GM attributes its non-need to cost-cutting moves and spending deferrals that are starting to take hold. Basically, most new-vehicle development programs are on hold with the exception of a few high-profile ones (Volt, Cruze) and those already more or less out the door (Camaro), so the “spending deferrals” aren’t much more than slowing investment in new vehicles to a trickle – not a viable long-term strategy by any stretch.
Also, GM made clear that the company will probably still need all of the billions that it requested throughout 2009, but just doesn’t need them in March. In fact, it’s quite likely that GM will need to receive another few billion dollars from the government in April. Aside from navigating through any obstacles set forth by the Presidential Task Force, GM needs to worry about two major negotiating problems.
First, the company must wring meaningful concessions from the UAW. Ford has already successfully done this, but GM has different needs (and a different urgency) than Ford does. Automotive Newsreported that people familiar with both companies’ discussions with the UAW (so, presumably UAW members or leadership) have said that GM was able to wring more concessions from the union than Ford was. Perhaps Ford’s portrayal of itself as the healthy (relatively speaking) US automaker was unhelpful in those discussions. GM apparently has not yet been successful in negotiating with the union to accept company stock as partial payment toward funding the VEBA, which is a key demand of the company’s loan agreement with the Federal government.
General Motors is finding negotiations with bondholders – the entities that own the company’s staggeringly large debt load – to be far more difficult than negotiations with labor have been. The company faces the daunting task of negotiating with individual bondholders, which is proving incredibly difficult.

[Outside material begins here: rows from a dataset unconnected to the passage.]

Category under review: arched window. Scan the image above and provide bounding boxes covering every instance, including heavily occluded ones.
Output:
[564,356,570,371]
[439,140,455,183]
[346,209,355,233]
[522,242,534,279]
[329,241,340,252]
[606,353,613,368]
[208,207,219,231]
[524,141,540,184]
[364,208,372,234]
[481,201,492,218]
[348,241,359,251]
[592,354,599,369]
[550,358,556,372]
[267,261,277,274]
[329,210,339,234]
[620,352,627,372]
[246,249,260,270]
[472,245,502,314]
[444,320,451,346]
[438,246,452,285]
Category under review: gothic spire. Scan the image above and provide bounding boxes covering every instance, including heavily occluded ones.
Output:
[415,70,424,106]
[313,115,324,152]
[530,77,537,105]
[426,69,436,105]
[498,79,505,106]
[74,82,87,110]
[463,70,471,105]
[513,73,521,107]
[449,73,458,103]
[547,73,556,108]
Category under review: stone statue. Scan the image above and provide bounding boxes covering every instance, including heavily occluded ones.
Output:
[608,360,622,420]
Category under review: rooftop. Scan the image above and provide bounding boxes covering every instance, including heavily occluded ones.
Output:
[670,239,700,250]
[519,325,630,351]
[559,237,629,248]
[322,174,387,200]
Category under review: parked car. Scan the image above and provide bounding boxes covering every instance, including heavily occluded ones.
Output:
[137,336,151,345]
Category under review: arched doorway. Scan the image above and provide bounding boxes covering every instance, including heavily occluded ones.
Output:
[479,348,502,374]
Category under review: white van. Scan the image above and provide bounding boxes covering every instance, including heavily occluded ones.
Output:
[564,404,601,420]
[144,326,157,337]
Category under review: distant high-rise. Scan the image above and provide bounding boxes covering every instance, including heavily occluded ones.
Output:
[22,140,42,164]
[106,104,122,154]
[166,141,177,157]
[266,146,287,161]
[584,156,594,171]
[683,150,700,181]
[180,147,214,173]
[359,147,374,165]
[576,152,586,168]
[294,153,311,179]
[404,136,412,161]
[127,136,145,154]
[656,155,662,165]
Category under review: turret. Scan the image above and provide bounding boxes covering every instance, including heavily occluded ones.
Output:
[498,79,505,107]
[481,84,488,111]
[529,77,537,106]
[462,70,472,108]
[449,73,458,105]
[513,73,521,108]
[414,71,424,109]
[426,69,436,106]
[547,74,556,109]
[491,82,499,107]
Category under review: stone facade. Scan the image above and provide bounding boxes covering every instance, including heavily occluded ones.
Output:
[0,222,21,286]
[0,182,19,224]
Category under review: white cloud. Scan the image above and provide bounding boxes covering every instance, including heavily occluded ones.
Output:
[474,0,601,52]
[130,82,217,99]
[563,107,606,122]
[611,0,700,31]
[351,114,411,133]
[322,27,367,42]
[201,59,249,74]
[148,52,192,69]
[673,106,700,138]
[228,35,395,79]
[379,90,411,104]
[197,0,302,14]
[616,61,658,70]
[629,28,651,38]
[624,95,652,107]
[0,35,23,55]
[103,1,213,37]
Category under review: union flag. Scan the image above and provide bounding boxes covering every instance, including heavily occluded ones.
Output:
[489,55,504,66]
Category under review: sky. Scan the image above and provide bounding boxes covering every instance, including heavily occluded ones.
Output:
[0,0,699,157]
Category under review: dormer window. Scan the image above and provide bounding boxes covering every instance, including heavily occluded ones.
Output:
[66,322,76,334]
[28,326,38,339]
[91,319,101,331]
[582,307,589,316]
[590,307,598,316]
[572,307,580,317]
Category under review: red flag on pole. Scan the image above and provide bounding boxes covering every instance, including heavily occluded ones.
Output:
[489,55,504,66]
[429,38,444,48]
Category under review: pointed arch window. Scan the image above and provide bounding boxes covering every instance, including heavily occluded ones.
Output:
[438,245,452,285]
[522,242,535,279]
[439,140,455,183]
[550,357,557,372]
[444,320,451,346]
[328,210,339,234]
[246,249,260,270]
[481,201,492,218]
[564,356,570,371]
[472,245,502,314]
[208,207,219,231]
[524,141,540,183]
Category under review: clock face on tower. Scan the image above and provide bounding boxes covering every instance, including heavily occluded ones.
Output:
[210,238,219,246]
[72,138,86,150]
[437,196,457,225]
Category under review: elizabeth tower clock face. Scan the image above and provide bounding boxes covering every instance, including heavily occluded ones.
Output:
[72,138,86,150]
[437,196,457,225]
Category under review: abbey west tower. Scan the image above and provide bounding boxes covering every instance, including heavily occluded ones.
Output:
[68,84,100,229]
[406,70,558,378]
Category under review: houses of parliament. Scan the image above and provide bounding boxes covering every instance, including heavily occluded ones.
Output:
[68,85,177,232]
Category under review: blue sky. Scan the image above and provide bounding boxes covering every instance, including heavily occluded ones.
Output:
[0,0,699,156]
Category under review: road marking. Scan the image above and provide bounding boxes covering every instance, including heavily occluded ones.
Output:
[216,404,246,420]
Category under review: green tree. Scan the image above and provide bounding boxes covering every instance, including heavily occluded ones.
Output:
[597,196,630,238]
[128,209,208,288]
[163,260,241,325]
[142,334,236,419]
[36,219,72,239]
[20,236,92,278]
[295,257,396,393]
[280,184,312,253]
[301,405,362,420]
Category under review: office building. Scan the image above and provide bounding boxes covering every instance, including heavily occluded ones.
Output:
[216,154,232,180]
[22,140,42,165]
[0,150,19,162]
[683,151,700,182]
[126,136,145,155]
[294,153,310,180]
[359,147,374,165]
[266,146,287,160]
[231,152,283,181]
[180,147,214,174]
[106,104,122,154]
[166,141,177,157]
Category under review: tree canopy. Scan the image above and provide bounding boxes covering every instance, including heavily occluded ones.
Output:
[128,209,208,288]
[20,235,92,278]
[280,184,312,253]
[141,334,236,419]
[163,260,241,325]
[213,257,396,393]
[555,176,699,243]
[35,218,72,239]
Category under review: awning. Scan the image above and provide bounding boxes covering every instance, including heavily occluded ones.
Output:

A Chapter 11 filing would certainly have some serious downsides, but one upside would be that conditions could be imposed on the bondholders by a judge in one fell swoop.
Still plenty of bad news to go around for GM, but let’s pause momentarily and give them credit for notneeding a few more billion in March, even if that’s mostly due to cutting product development (such as the 4.5 liter Duramax diesel, among other things) into the bone.